Santamaría: Jade is who I wish I had been at their age. From the moment I met them, I was struck by their freedom, intelligence, and sensitivity, and on top of that, they loves to dance, and does it beautifully. When I met their mother, father, and sister, I fully understood how much I loved the possibility of working with them. Having dinner at their house reminded me so much of evenings with my mother, my father, and my brother. In some way, I felt like I was visiting what my own home had been like when I was a child.

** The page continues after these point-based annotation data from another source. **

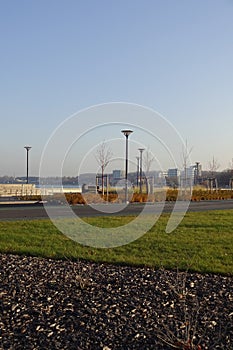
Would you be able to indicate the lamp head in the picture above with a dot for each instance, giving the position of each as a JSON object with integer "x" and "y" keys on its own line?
{"x": 126, "y": 132}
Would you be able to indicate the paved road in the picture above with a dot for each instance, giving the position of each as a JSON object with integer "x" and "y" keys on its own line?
{"x": 37, "y": 211}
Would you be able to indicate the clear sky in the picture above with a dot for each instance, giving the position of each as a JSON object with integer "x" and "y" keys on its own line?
{"x": 58, "y": 57}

At the same time, the process of building the characters was always bidirectional. I wanted them to be nourished not only by my memory or imagination, but also by Jade’s,  the same with Lázaro, with Sofía, with Tere. We created a dynamic that I loved very much: we exchanged a notebook in which we would leave something we wanted to offer to the character, personal memories, dreams, stories, drawings, photographs, whatever came to mind. It helped us build the characters, but it also helped us get to know one another and bond. And within that process of getting to know each other, the characters of the film began to emerge.

The cast worked well together.

Santamaría: The entire team who made this film gave love, heart, and an enormous amount of time to make it possible. I’m deeply grateful to everyone. But I especially want to mention Sofía Espinosa and Teresa Sánchez, two people with whom I also shared a very deep and long process. Sofía and Tere were the first people confirmed for the roles of Diana and Tere. I began working with them while I was still writing the script.

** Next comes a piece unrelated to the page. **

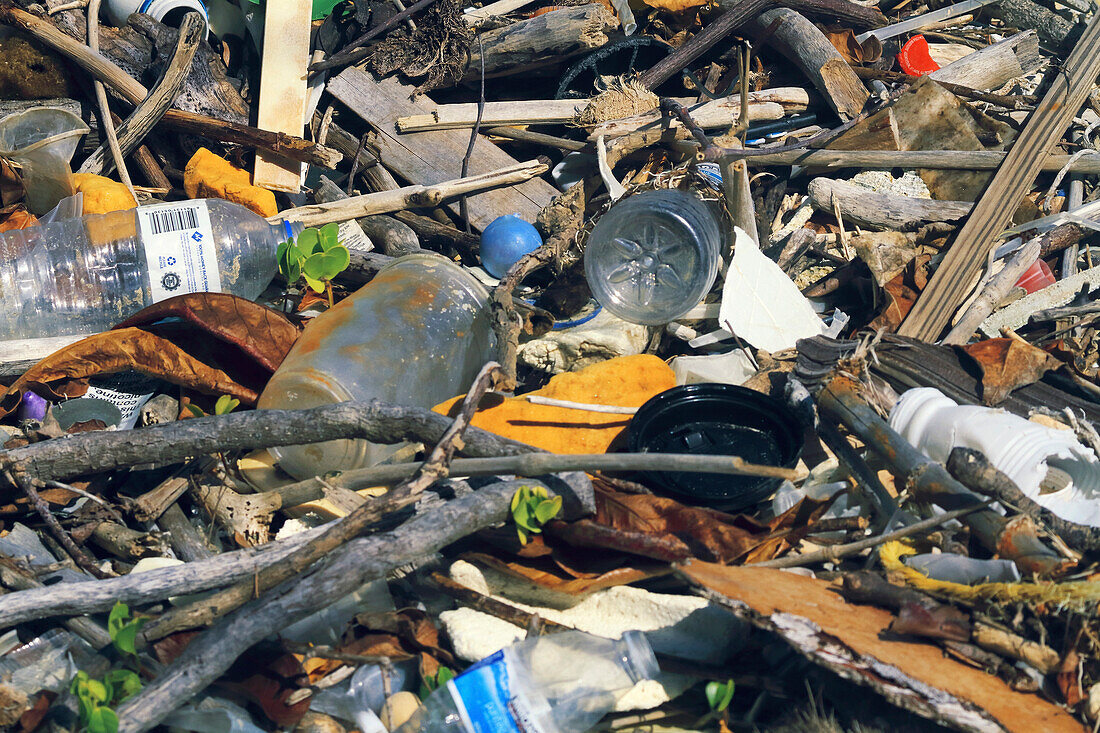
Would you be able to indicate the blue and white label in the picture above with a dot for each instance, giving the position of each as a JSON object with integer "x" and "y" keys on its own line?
{"x": 486, "y": 701}
{"x": 179, "y": 249}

Why did you shoot in 16mm?

Santamaría: For many reasons, but the most important for me was the mystique, the pressure, the tension, the magic that emerges when preparing the conditions for the camera to roll. We didn’t have infinite material. There was strict control over footage, over cans of film, for every shooting day. We couldn’t see the results immediately. We had the privilege of not having the immediacy of the image, and that gave us the freedom to focus our attention on situations, on things themselves, rather than on a screen — not on constantly watching and rewatching what we had done, but on truly paying attention to what we were doing in the moment we were doing it. And that is incredible.

We had to prepare, prepare very carefully, and then, once the camera rolled, simply feel and observe — and only later, sometimes weeks later, once the film was developed, could we finally see it. It was an enormous gift. The working dynamic that 16mm created nourished us with life and mystery throughout the shoot.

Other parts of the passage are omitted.